In definitiva coinvolge tutto quello che oggi è riassunto sotto l’acronimo ESG.

Anche la rilevanza di questo tipo di verità è un fatto relativamente nuovo. La sostenibilità ambientale, ad esempio, fino a non molto tempo fa era un valore marginalmente specifico, mentre oggi è un dovere e una leva di competizione importante e può fare la differenza sul mercato.
Dichiarazioni non veritiere sugli sforzi in termini di sostenibilità ambientale e sociale o circa il rispetto di determinati protocolli etici di produzione, tradiscono le aspettative del pubblico e minano la fiducia nelle aziende e nei brand.

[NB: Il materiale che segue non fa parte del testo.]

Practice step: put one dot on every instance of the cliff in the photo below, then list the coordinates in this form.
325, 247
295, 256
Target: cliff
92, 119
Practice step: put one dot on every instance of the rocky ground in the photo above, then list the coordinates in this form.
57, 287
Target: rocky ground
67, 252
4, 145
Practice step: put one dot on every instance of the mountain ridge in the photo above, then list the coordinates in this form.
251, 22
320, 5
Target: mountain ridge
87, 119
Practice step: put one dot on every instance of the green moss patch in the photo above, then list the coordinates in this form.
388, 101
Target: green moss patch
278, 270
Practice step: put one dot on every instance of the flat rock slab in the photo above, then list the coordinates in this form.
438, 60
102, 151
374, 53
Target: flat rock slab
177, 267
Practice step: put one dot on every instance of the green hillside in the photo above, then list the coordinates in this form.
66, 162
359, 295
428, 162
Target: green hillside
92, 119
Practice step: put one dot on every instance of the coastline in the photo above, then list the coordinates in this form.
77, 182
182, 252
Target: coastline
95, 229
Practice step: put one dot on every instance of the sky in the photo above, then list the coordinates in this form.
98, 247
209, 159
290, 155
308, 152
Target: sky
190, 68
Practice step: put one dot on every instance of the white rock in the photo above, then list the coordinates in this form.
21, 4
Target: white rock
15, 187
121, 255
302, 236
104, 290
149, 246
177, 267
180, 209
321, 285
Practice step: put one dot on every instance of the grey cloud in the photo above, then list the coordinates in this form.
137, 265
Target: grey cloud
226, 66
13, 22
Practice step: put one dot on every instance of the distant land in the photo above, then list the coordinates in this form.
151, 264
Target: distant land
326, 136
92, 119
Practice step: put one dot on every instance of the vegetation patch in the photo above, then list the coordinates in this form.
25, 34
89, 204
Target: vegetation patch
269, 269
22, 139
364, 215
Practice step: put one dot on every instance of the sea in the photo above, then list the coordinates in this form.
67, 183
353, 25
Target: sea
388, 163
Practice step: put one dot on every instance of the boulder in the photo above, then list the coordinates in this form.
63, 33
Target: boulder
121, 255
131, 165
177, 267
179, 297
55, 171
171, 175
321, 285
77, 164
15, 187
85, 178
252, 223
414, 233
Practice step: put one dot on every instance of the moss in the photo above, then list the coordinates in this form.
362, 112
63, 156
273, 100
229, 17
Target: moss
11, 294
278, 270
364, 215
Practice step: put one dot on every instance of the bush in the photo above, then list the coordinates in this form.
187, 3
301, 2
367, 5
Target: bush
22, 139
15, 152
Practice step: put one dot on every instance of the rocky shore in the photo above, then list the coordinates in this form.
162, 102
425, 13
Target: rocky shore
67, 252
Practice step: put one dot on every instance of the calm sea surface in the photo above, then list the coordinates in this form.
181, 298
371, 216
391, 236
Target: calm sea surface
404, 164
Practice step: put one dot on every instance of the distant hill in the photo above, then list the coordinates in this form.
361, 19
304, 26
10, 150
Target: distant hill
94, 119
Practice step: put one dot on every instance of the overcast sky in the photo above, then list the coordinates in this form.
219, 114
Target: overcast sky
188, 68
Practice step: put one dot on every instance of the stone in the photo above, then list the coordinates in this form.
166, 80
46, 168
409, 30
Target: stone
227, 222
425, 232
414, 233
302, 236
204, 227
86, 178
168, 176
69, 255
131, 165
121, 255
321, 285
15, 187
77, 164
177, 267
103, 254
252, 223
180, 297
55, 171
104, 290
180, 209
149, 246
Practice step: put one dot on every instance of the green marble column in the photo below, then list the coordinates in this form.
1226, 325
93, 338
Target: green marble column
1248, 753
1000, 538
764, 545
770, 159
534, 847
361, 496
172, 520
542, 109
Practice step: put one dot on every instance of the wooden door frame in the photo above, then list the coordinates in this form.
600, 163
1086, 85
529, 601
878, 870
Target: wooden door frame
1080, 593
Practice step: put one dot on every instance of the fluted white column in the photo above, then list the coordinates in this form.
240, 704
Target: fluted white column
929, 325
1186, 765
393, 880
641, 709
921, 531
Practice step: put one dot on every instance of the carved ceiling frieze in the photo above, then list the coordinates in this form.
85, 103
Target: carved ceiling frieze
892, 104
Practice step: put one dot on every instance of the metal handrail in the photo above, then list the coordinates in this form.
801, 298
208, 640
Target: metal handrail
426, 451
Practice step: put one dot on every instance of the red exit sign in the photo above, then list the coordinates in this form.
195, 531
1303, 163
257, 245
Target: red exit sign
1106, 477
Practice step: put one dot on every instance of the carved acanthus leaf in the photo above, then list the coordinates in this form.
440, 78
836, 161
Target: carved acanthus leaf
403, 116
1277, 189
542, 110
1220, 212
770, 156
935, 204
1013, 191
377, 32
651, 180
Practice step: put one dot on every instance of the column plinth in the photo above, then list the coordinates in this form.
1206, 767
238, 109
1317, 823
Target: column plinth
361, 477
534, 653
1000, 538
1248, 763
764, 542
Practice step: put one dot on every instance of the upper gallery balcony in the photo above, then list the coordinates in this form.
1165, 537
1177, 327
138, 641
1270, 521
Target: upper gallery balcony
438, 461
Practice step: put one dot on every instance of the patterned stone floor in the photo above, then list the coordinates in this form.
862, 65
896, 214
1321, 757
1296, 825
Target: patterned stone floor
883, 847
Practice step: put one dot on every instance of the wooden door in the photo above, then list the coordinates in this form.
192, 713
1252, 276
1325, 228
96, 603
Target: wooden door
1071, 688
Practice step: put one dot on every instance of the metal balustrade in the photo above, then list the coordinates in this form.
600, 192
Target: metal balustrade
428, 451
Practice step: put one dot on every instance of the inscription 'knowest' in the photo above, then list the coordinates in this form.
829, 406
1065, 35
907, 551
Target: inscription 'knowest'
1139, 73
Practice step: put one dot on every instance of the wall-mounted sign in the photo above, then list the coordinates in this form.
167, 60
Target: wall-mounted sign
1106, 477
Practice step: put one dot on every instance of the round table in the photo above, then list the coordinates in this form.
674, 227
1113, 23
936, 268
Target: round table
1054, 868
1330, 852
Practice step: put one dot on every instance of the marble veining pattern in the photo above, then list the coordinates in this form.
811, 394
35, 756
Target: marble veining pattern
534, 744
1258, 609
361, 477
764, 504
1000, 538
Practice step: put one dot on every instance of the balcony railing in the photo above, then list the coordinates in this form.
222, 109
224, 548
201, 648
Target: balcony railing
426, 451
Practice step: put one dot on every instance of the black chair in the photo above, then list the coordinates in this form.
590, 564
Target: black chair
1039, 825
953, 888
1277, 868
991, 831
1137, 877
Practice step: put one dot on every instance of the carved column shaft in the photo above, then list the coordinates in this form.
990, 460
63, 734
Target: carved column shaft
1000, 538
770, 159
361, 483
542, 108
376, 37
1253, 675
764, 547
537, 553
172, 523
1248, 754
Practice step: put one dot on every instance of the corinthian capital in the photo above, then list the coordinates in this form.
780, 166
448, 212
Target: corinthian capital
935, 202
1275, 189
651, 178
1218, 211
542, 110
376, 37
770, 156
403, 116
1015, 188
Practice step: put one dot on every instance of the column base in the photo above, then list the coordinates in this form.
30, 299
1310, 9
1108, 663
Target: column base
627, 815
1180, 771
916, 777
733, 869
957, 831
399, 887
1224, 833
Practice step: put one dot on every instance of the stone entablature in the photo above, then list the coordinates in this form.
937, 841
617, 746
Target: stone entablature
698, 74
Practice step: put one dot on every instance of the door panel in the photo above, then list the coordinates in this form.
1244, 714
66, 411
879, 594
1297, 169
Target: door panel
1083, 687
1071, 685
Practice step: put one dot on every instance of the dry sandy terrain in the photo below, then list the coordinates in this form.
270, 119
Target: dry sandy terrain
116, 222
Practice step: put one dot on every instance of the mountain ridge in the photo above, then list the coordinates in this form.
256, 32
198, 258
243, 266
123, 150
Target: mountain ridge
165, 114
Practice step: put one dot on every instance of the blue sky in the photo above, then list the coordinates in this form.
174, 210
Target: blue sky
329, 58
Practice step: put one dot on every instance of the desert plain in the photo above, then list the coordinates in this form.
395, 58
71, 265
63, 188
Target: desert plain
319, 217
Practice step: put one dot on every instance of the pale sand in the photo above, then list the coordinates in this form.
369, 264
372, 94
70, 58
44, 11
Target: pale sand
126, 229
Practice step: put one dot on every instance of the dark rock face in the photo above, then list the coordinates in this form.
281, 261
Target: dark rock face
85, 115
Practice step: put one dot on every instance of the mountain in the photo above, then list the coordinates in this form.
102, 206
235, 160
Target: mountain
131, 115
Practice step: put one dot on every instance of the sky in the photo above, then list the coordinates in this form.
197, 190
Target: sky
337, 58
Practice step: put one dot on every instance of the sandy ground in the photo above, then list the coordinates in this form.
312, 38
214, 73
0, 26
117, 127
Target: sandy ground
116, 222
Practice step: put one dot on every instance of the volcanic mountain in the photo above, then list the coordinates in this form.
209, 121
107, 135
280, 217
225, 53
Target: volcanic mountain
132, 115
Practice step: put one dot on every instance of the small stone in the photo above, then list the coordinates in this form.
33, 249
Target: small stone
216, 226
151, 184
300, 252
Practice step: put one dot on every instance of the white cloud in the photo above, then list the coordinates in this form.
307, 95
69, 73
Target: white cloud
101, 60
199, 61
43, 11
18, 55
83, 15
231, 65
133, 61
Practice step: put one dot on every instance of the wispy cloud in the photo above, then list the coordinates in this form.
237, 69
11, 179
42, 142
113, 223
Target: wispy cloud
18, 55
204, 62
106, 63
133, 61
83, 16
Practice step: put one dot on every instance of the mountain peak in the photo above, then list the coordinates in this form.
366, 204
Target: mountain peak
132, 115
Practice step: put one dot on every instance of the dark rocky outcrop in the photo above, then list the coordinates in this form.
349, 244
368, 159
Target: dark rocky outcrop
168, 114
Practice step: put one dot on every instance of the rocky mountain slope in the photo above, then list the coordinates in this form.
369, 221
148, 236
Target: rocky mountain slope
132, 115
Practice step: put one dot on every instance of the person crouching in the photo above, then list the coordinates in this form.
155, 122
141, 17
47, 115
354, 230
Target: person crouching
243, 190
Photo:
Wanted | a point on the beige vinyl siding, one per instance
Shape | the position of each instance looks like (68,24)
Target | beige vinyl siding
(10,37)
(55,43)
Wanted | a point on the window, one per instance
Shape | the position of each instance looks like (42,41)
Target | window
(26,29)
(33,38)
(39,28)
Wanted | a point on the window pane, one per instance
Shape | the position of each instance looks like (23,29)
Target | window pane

Ad esempio: un’accusa fondata di greenwashing oggi può richiedere una gestione della crisi che comporta un investimento in comunicazione e PR più ingente di quello necessario alla comunicazione del lancio di un nuovo prodotto su larga scala.

Gli sviluppi della tecnologia digitale e i cambiamenti di valori di cui sto parlando hanno un potenziale di trasformazione sociale enorme e creano la necessità di un impegno più profondo nella comprensione dei contesti.
È qui che entra in gioco il ruolo dei professionisti della comunicazione: una comunicazione di marca non sintonizzata sul cambiamento è inefficace. La comprensione del mondo come sistema dinamico e la sintesi creativa viaggiano insieme.
Gli insight di marketing più efficaci nascono sempre da sguardi proiettivi sul panorama collettivo sociale ed emotivo della comunità umana che è in continua trasformazione.
Come esempio basti pensare al fatto che un tempo l’esclusività era desiderabile mentre oggi è l’inclusività a dominare la scena. L’idea di status symbol che andava per la maggiore fino alla fine degli anni ‘80 oggi è sempre meno utilizzata e alcuni brand del lusso più illuminati stanno progressivamente prendendo le distanze. Anche se, soprattutto sui social e soprattutto da parte di alcuni tipi di creator, persistono dinamiche ostentative che influenzano negativamente le personalità più fragili, con basse capacità critiche e soggette ad atteggiamenti coercitivi.

Siamo consapevoli che la verità nella narrazione di marca oggi è questione etica, attiene alla responsabilità collettiva e individuale di agire in modo veritiero e di promuovere la trasparenza e l’onestà nella comunicazione. Ciò richiede l’adempimento degli obblighi di verità, integrità e rispetto per l’ecosistema del pianeta nel suo insieme. La comunicazione di marca rilascia nella società una serie di significati, in analogia con la carbon footprint, definirei queste emissioni come impronte. Le brandprint non influenzano il riscaldamento climatico ma l’atmosfera emotiva della società che le assorbe. Messaggi non regolati dal rispetto etico costituiscono una forma di inquinamento semantico ed emotivo, tanto dannoso quanto quello creato dalle emissioni di CO2 dei media.

Se dovessi riassumere quello che a mio avviso caratterizza la differenza del lavoro dei professionisti della comunicazione di oggi, direi che consiste in due tipi di capacità consulenziale.
La prima è collaborare con le aziende clienti in modo da evitare questo tipo di inquinamento semantico ed emotivo su due livelli.
La seconda è essere in grado di creare output che veicolino contenuti proprietari, veri e coinvolgenti proprio rispetto all’adempimento degli obblighi nei confronti dell’ambiente e della società. Visto che quasi tutti tendono a comunicare informazioni su sostenibilità e responsabilità sociale ora si tratta di trovare il modo di farlo in un modo proprietario, diverso fra un brand e l’altro, che si armonizzi con la personalità di marca.

Fra tante trasformazioni, c’è però una cosa riguardo alla verità che resta sempre uguale: la verità è bellezza. Non mette filtri alle cose ma ne esalta le peculiarità. Vive nell’assenza di omologazione, nel valore delle scelte, perfino nell’imperfezione. In questa assenza di mediazioni sta l’essenza disarmante della seduzione. È questa la verità che non cambia. Coltivarla vuol dire essere in grado di recuperare il fascino ovunque ci sia qualcosa di autentico, unico e differente.